Ahí lo tienen: quieto, seco de carnes, enjuto. Con un leve estrabismo antiguo, perceptible a través de las negras gafas de pasta. Los viejos anteojos de siempre. Con el sombrero ladeado, como el Sam Spade de las novelas de Dashiell Hammett, una de sus pasiones, junto al whisky, favoritas. “Soy perezoso. Sólo aspiro a que me dejen en paz”, confesaba en una de esas encuestas apresuradas a las que a veces se someten los escritores para parecer condescendientes con los periodistas. Juan Carlos Onetti (Montevideo, 1909; Madrid, 1994), escribidor maldito y precursor –junto a Carpentier y Borges, acaso también con Rulfo– del celebérrimo boom de la literatura hispanoamericana, y por eso mismo descolgado –dada su condición de pionero– del fenómeno editorial que marcó la segunda mitad del pasado siglo en español, cumpliría un siglo si aún estuviese vivo. Cien años de incertidumbre.
La conmemoración tiene como gran hito, junto a otros actos, la publicación por parte de la editorial Galaxia Gutenberg del tercer y último tomo de sus obras completas.

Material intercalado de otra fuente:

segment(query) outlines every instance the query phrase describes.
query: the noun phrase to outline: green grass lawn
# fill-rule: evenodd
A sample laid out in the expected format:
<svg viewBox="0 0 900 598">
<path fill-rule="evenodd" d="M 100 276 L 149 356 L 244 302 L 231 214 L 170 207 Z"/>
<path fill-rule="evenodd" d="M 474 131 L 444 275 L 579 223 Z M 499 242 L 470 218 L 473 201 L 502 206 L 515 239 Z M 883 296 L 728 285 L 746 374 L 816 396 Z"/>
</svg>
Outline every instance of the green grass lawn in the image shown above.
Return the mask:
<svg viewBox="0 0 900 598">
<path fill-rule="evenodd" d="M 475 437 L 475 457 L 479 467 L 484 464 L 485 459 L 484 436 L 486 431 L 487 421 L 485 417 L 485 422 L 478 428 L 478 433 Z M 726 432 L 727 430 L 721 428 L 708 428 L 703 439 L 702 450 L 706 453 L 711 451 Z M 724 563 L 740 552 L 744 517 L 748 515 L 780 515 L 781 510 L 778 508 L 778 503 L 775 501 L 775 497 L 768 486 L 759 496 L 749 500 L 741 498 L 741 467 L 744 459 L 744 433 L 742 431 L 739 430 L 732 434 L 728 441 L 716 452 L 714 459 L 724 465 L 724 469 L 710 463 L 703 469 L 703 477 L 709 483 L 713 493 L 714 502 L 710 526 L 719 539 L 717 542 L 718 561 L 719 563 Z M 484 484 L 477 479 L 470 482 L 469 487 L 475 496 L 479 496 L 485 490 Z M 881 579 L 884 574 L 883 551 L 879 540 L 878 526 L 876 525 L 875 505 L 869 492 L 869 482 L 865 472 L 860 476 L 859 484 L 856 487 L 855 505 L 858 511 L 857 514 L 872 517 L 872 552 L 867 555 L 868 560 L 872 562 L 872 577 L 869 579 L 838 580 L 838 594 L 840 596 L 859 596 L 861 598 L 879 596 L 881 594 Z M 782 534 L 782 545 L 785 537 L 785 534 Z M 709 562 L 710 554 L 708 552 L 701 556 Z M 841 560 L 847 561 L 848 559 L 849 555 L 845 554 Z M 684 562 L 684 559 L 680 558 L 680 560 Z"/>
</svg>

Una colección en la que se resumen sus aportaciones –múltiples– al universo literario y se ponen al día algunos textos ya inencontrables. Una joya mayor. Seguidor de Faulkner en mundos, mitos y vicios, autor de un decálogo magistral para los nuevos escritores –“El ser distinto es inevitable cuando uno no se preocupa de serlo; no intenten deslumbrar al burgués. Sólo se asusta cuando le amenazan el bolsillo; escriban siempre para ese otro, silencioso e implacable, que llevamos dentro y no es posible engañar; mientan siempre”– este escritor uruguayo hizo honor a la frase de Heráclito –“Si no esperas, no te sobrevendrá lo inesperado”– y no ambicionó, al menos de forma aparente, el éxito de masas de otros compañeros de letras.
Como dejó dicho en una célebre anécdota, él tenía con la literatura una relación furtiva, distinta a la de, por ejemplo, Vargas Llosa, que se ha sumado a su conmemoración con un magnífico ensayo sobre su mundo novelesco. “Tú estás casado con la literatura”, le dijo. Y agregó: “Para mí sólo es mi amante”. De ahí que no escribiera todos los días, ni siquiera todas las semanas, y que, en su fase final, lo hiciera incluso acostado. No corregía ni pulía los textos. No hacía ninguna falta: su prosa, más que argumental, es evocativa, lírica, perfecta. Tenía oficio: fue periodista, además de bibliotecario y vendedor de trigo, y sabía que el mundo puede meterse en dos folios. Con eso basta, si están bien escritos. Ninguno de sus libros es demasiado grueso. Las sugerencias no necesitan demasiado espacio. Sólo sensibilidad y percepción vital. La experiencias, propias y ajenas, con las que armó sus narraciones, son intercambiables: él las sitúa en un territorio ficticio –Santa María– y en un tiempo indefinido. Pero le basta y sobra para hacer en cada una de sus novelas una metáfora del universo.
¿Su mensaje? El desamparo. Lo que se siente al salir a la calle un día de lluvia con las ropas mojadas. “Yo creo, con Sartre, que el hombre es una pasión inútil. La vida no tiene ningún sentido. Todo es inútil y hay que tener el valor de no usar pretextos. Pero también acepto, como Camus, que ya que incomprensiblemente estamos metidos en la vida, es necesario que nos fabriquemos morales personales y separemos en lo posible el bien y el mal. Luego, actuar en consecuencia hasta que la comedia llegue a su fin. ¿Qué hay? Nada. Pero esta palabra no es negativa. Significa y afirma la existencia de miles de cosas”. Después de tal declaración de intenciones, se comprende que no triunfase. Si es que el triunfo es lo que llamamos éxito en lugar de esa tranquilidad íntima que supone decir, y escribir, justo lo que se piensa. Léanlo. Les cambiará la vida. O casi.